Written by Jeffrey S. Smith

4 March 2010 at 11:02 am

Posted in Events

Tagged with ,

This is why we lose

with 3 comments

I received a couple of email messages today.  Well, I actually received several, but two of them pointed out why it is Democrats seem to win so many battles while we Republicans are left in the dust trying to figure out why.

The first came in a little before noon Pacific time.  It was sent by President Barack Obama to the Organizing for America mailing list – his continuing campaign machine.  It was just the latest in a series of messages from him and others, stirring up support for the health care bill.  It was full of talk about bipartisanship; about how it would  reduce health care costs and the deficit, and how it would create jobs.  It even had a couple of emotional stories touting the benefits of socialized medicine – er, excuse me, the President’s health care package.  Pretty much standard fare, but the critical part is what he asked his people to do.  He asked them to contact their elected officials and tell them to support the plan.  “Now is the time to make a decision about the future of health care in America, ” he wrote, challenging his followers to bombard the Capital with an echoing message – and then gave them a link to a website where they could quickly and easily do exactly that.

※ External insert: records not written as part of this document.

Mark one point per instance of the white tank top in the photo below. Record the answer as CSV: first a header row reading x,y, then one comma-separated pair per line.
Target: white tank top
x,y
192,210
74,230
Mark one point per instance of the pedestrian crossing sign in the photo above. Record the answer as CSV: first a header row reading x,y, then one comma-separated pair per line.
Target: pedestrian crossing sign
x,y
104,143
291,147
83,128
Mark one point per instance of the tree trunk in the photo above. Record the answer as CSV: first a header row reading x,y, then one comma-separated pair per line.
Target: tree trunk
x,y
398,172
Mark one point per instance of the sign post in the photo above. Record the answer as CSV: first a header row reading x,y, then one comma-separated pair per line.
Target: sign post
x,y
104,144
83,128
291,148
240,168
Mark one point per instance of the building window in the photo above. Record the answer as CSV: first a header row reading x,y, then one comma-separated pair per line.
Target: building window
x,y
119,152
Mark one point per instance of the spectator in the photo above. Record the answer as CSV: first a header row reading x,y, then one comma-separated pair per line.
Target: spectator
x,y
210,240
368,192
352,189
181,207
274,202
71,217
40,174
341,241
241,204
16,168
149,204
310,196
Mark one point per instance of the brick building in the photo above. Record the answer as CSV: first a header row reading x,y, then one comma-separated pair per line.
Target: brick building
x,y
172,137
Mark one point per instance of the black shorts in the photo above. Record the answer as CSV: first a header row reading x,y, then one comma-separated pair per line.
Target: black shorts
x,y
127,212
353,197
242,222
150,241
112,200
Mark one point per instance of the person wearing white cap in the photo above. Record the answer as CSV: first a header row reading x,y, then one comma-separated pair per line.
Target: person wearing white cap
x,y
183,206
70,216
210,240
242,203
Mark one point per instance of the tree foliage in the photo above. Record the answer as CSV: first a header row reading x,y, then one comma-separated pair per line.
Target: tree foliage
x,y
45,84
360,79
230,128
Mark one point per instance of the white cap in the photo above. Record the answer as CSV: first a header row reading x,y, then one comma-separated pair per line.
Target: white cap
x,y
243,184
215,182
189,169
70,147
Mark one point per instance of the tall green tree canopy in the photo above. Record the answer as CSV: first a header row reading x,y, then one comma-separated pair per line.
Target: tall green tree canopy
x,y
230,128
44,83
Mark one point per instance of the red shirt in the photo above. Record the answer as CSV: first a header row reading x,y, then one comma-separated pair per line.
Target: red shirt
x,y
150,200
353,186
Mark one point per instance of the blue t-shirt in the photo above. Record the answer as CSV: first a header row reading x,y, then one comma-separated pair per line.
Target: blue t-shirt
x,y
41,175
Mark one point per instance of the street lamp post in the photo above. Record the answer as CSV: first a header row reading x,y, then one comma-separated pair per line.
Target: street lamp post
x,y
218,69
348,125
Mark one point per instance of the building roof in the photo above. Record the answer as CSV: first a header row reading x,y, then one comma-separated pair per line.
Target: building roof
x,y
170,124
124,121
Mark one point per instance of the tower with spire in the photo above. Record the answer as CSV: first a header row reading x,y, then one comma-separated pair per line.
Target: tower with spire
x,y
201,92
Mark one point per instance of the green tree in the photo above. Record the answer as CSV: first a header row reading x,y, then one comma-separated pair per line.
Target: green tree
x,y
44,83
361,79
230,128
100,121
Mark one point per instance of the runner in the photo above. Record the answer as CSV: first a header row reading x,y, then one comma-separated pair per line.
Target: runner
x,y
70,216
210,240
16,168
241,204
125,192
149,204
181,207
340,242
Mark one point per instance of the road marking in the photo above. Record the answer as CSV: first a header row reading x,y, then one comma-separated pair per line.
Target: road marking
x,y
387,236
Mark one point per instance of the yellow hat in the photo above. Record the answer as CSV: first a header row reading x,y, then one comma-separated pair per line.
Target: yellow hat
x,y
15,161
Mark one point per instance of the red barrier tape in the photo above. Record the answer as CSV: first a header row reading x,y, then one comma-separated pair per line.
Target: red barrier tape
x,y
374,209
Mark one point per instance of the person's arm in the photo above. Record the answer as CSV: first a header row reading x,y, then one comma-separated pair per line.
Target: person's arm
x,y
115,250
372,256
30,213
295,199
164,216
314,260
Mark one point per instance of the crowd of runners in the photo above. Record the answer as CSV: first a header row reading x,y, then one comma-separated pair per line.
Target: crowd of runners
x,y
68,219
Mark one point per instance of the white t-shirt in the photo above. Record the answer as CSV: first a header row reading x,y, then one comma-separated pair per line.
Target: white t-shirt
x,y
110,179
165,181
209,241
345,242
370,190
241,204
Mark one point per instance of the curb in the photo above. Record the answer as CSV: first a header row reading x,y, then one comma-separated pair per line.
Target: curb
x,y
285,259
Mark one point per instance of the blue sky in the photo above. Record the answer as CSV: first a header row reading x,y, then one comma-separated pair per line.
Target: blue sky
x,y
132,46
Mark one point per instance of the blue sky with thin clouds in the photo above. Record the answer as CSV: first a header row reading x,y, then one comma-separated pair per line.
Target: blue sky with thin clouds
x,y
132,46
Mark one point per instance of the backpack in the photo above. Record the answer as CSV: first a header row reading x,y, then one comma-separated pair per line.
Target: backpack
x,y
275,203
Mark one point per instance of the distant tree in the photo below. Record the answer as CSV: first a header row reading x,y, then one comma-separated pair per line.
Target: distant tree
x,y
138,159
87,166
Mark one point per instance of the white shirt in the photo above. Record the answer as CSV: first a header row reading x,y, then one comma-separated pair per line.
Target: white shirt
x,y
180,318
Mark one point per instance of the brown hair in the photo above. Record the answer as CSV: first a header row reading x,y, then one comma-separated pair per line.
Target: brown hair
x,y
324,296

Then, a couple of hours later, I got a note from Michael Steele, Chairman of the Republican National Committee.  Entitled “Obama Won’t Stop – Unless You MAKE Him Stop,” it recounts the problems and dangers of the bill, and expressed appreciation for the effort everyday Americans have made to get our voices heard.  But then, rather than encouraging us to make one final push, to tell our legislators in no uncertain terms to stop the bill and restart the process – this time, in the open – it asks for a donation.  No call for action, much less a means to do so; the RNC saw this as a fundraising opportunity.

Obama and his team are ready for an all-out, last-stand type of pitched battle while the RNC holds a fundraising event.  They’re on the battlefield with any weapon they can find while we’re in the meadow looking for Benjamins.  Is it any wonder we routinely lose the battle in the legislature, much less in the marketplace?

Don’t get me wrong; I understand the importance of fundraising, and have no trouble with political parties and candidates tying appeals to hot-button topics.  The OFA had a fundraising component, once you got to the website, and there have been plenty of appeals from both sides during the health care struggle.  That’s not the issue.  The problem is that, while the other team has their head in the game, our side is pretty much operating as if it were business as usual.  They need to figure out – as the other side has – that we are at the do-or-die stage of this effort and get ready for war.

After all,  it’s our liberty at stake, and we can leave the money-gathering to when we’re not in the middle of a fight for the future of our kids and grand-kids.